Today's Budget confirmed that income tax thresholds will be frozen until the end of the 2030-31 financial year, raising more than £8 billion in tax revenue. The policy is a three-year extension to the existing freeze that began in 2021.*
The Budget also raises taxes by amounts rising to £26 billion in 2029-30, through this and a host of smaller measures, the report says. The report also estimates the UK's tax burden will rise to a record high of 38% in 2030-31.
Jason Hollands, managing director at wealth management firm Evelyn Partners, comments:
‘This is a massive income tax rise by stealth. The power of this policy to increase the income tax and National Insurance burden over the years is really quite eye-watering.
‘At the start of the century, only one in ten taxpayers were subject to higher rate tax. However, we are now in a position where a fifth of taxpayers are paying the two highest rates of tax, which makes a mockery of the idea that these quite onerous marginal rates should be reserved for the nation’s “high earners”. The numbers exposed to the highest rates of tax will soar to nearly a quarter by 2030.[1]
‘While the Chancellor can try to argue otherwise, this is very much an increase in income tax on working people across all income levels, as millions more will be drawn into paying income tax at both the basic rate and the higher bands. But as people won’t see an immediate change in their take-home pay and the tax burden just builds over time it is the very definition of a stealth tax. Higher rate tax, once the preserve of the wealthy, is going to be the default rate of middle-income salaried roles, most of whom don’t feel comfortably off, never-mind affluent.
‘As for the 45% additional rate, since the threshold was cut by the previous Conservative Government from £150,000 to £125,140 in April 2023, this is now catching a much wider cohort than the UK’s very highest earners, which it was originally intended for.
‘When the additional rate was introduced in 2010/11 there were circa 236,000 people paying it, representing 0.75% of all income taxpayers. This year HMRC estimates 1.23 million people will pay this marginal rate, representing 3.15% of all income taxpayers. In fact, over the last decade, the number of additional taxpayers has seen the biggest growth of any tax band (345%). That number is going to continue to skyrocket from here onwards.
‘But there are troubling effects further down the pay grade. As the personal allowance begins to be withdrawn at the £100,000 mark, this is a destructive precipice where supposed “higher rate taxpayers” begin paying an effective marginal tax rate of 62 per cent on a slice of their earnings up to £125,140. So, we have created a system where there are big disincentives to advancement and pay progression compared to many other comparable nations. This £100k cliff-edge was created in 2010, and if the threshold had increased with UK CPI inflation it would now sit at around £155k.
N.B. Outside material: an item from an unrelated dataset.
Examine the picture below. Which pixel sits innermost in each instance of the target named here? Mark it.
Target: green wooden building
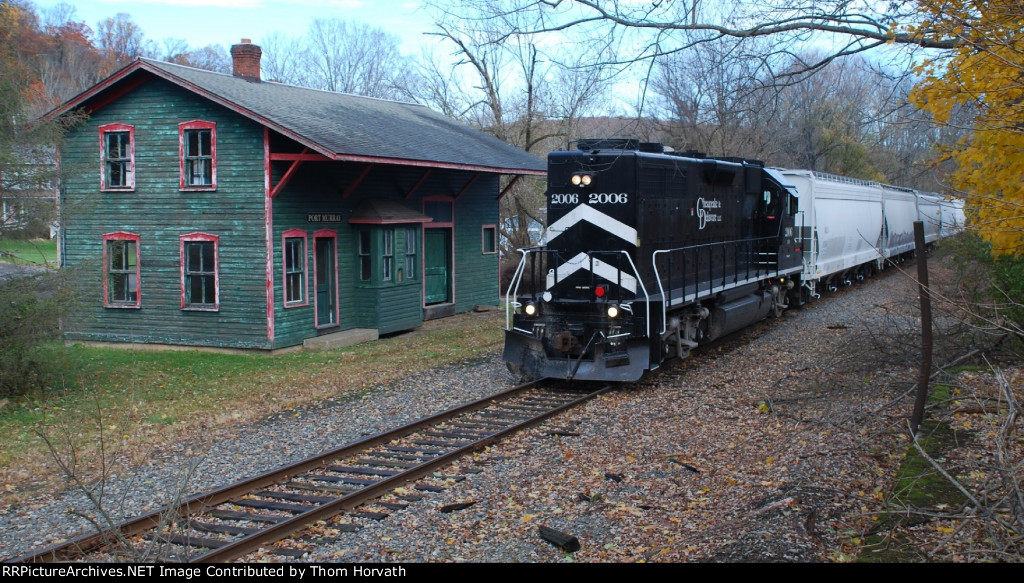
(225, 211)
‘Those whose earnings mean that they face the punitive tax steps at £100,000 and £125,140 have until now been able to take some refuge by foregoing a pay rise or bonus, or even asking for a pay cut, and having the money paid by their employer into a workplace pension instead – the system known as salary sacrifice.
‘The Chancellor might today also clamp down on this system, which would be rubbing salt in the wounds and not only demotivate huge numbers of workers but also punish them for doing the right thing by saving for their own retirement. Meddling with pensions in successive Budgets risks damaging faith in the UK’s private pensions system.’
What can be done?
Hollands says: ‘Pension contributions can still be an effective way for earners to lower their ballooning income tax burden, even if a salary sacrifice cap reduces National Insurance savings. Even those who don’t benefit from salary sacrifice schemes at all find that increasing pension contributions can mitigate the effects of the £100,00 cliff-edge by reducing adjusted income.
'If you derive income from other sources such as a second property, alongside wages and bonuses, that take you into the 62 per cent tax trap or the additional rate threshold, another option to consider if you are married, is to transfer the assets to your spouse if they are subject to a lower tax band. This is known as an “interspousal transfer” and will not trigger a tax charge providing you are married or in a civil partnership. However, such a move would mean fully legal entitlement is passed to your spouse, so trust is vital.
'Those moving into the rapidly growing higher and additional rate brackets also start to lose the annual Personal Savings Allowance which entitles basic rate to receive £1,000 in savings interest tax-free. Higher rate taxpayers get just a £500 allowance and additional rate taxpayers get no PSA at all, so it could well be beneficial for cash savings to be held by a lower-earning spouse or civil partner.’
*The additional rate threshold was cut from £150,000 to £125,140 in April 2023
[1] The IFS has estimated that this two-year extension to the freezes would leave the total number of income taxpayers at 42.1 million by 2030 (73% of people aged 16 or over) – 5.1 million higher than if there had been no freezes at all. Meanwhile, the number of people subject to income tax at 40% or above is set to soar by 4.8million, relative to if there had been no freezes at all, to 10.1million (18% of people aged 16 or over).